Fortunately for students, the MSUFCU Veterinary Student Loan is different. At 4.6 percent fixed and 4.75 percent variable, students have the option to choose which interest rate is best for them, and the loan has no origination fee. If students already have a checking account with MSUFCU, or if they set up automatic payments, or they use a cosigner when they obtain the loan, their interest rate is discounted. The loan also offers deferment and non-deferment options. Students can choose the interest-only payment option if the loan is deferred. Additionally, the loan features a six-month repayment grace period. However, there are no prepayment penalties and 5, 10, and 15-year repayment plans are offered.

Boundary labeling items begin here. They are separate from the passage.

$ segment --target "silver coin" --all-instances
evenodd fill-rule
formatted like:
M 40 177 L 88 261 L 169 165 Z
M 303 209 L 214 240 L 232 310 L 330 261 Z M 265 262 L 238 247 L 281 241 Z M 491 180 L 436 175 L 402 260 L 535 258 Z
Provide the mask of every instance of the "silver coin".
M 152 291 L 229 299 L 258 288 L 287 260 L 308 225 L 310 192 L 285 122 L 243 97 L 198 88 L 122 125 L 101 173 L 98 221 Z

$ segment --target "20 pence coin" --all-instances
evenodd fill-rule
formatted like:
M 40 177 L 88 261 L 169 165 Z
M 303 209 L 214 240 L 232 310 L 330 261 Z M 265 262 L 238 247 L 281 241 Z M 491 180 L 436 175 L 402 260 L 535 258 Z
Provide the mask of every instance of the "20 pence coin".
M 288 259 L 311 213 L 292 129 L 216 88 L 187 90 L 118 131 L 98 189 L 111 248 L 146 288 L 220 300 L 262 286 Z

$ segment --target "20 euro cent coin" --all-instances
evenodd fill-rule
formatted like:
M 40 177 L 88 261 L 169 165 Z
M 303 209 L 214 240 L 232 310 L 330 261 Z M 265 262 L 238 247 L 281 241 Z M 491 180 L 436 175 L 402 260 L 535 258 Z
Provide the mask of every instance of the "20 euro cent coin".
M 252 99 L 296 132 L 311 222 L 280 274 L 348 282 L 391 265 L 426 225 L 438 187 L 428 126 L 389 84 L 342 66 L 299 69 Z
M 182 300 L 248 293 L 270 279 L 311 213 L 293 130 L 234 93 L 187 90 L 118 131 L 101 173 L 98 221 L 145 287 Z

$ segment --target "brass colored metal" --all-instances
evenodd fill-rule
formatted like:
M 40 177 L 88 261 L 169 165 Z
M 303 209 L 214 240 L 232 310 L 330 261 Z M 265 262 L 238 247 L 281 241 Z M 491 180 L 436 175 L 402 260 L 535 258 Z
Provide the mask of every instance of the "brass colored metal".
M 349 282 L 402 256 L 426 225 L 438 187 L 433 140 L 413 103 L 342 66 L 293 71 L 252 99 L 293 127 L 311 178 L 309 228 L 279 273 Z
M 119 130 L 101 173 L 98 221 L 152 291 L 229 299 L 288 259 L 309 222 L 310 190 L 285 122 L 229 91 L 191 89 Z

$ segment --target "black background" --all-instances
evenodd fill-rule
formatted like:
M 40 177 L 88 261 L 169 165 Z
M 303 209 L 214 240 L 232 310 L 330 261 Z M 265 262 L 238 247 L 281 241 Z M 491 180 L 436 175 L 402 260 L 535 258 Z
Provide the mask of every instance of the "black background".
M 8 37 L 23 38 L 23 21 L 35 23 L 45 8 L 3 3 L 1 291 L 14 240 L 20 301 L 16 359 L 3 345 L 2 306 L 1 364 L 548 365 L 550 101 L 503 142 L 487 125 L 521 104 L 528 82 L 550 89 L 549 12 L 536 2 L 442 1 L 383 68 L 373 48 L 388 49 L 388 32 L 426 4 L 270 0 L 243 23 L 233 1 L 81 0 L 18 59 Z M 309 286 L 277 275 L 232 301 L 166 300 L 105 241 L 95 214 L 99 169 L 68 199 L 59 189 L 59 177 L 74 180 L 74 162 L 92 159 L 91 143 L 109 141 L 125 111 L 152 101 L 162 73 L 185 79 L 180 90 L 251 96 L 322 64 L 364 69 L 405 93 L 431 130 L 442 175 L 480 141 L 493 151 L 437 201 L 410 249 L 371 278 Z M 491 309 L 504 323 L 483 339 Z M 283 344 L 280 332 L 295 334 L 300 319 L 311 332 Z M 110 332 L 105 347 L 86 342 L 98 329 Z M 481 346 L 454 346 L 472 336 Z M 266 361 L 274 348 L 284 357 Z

“The flexibility and options this loan provides allows all of us to help the students, and that is really what we needed.”

- John Baker

It is important to know that student debt is multifaceted—each student’s situation is unique, so this loan may not be the best solution for certain students.

“It’s not a perfect solution for every student,” says Donna Harris, assistant professor at the College. “The creation of this loan is one attempt to get started as we address the debt situation. It’s a pilot program, and it's evolving as we learn more about how the program works.” Harris is holding one-on-one meetings with each student who is interested in exploring this new loan option. She will help determine if this loan would be a good fit for each student’s personal debt situation. Another one of MSUFCU’s goals for this loan program is to help students achieve their dreams of becoming veterinarians by offering low-rate, flexible loans to cover costs associated with their educations.

“The flexibility and options this loan provides allows all of us to help the students, and that is really what we needed,” says John Baker, dean of the College.

Lisa Johnson, the consumer loans operations manager from MSUFCU, is another resource for students. As the point person of contact for this new collaboration, Johnson has made herself available so that every student who is interested may call her if they have questions about the loan.

“MSUFCU’s goal is to educate students of all backgrounds on ways they can budget, save, and discover options available to them as they pay for college,” says Johnson.

“The MSUFCU loan works to address a student’s debt load by reducing interest,” says Harris. “There is no origination fee and it provides one more option for a student if his or her unique situation is a fit.”

An ideal student for this type of loan has a lower debt load upon undergraduate graduation and does not plan to continue to post-DVM training, such as internships and residencies. Another consideration is this loan can be applied for and distributed during the school year, should third or fourth year students need additional financial assistance on or before graduating. “Perhaps a fourth-year student needs a small loan for job searching or job relocation post-graduation,” says Harris.

The loan itself is new and evolving. Originally an in-state student loan, this loan is now offered to out-of-state students as well. Davis says the program will be evaluated often, and may be open to other students in the future.

“We will continue to work on adapting the loan to the needs of students in order to make it the best it can be,” says Davis.